I understand – despite all the warnings about climate change, you or someone you know big Duckling-sized dollar signs in your eyes after realizing that a hint of blockchain is all you need to turn a JPG image into cash, and now you’re looking for something – anything – to turn into an NFT while gold initial rush lasts.

Then, you identify: something that does not exactly belong to you. You will not sell what, right? And yet, this is what indie game developer Jason Rohrer is trying to do, according to Kotaku: sell NFT copies of 155 digital paintings that he originally ordered for his game The Castle Doctrine as individual works of art online. What … I mean Can be does he have the rights legally, even though the NFTs did not exist at that time?

Except that Rohrer isn’t even trying to pretend they are his – he gives each artist credit on his new cryptography gallery page, calling them “personal friends” and says he is willing to “share” with them if they ” bring in a lot of money from the auction and back-end royalties. ”

Some of his “friends” were not particularly happy with this level of generosity, according to Kotaku, and you should read their biting responses in full. Here’s one to start:

Canabalt and Overland developer Adam Saltsman described the NFT auction as a “lose-lose bid for me in the short term”. “Either Jason does rude public things using my art, or else I have to like … talking to Jason and spending a little bit of my life doing it, which also sucks,” Saltsman told Kotaku via email .

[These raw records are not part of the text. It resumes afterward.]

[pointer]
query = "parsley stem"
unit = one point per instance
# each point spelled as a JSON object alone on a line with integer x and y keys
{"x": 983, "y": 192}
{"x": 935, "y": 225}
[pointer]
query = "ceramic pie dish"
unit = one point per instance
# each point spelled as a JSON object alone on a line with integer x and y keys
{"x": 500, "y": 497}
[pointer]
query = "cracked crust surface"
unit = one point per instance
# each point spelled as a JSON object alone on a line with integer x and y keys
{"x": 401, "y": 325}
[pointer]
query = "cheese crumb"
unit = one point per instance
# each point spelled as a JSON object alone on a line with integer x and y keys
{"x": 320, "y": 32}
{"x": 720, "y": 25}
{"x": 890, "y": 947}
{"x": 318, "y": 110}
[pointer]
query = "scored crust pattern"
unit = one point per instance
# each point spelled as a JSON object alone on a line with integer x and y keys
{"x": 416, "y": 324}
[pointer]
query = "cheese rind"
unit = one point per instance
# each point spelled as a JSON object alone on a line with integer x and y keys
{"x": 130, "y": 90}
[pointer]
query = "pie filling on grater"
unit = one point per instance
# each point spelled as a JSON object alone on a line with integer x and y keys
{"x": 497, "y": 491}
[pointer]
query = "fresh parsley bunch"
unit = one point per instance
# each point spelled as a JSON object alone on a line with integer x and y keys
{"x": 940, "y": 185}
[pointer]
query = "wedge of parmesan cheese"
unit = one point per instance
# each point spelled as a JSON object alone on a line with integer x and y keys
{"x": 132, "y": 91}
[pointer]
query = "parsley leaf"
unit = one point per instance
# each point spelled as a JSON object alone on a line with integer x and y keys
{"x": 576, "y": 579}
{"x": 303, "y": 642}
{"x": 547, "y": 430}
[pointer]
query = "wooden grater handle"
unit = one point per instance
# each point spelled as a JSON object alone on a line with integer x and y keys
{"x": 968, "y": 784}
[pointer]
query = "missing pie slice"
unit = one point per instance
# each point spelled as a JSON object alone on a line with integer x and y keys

So far, it is unclear whether Rohrer perceives the irony in continuing to use the phrase “PROTECT WHAT IS YOURS” as your site’s header image. (He removed some pieces from the website at the artist’s request, however.)

I have to admit, I’m curious: would you buy an NFT from someone who no produce art? Since an NFT is effectively a digital autograph, I prefer to have one from the original artist.

Maybe that’s why no one has yet bought this famous photo from a famous anonymous 4Chan post about how “literally anything can be art”. Then again, a framed copy of that post was once sold for almost $ 100,000.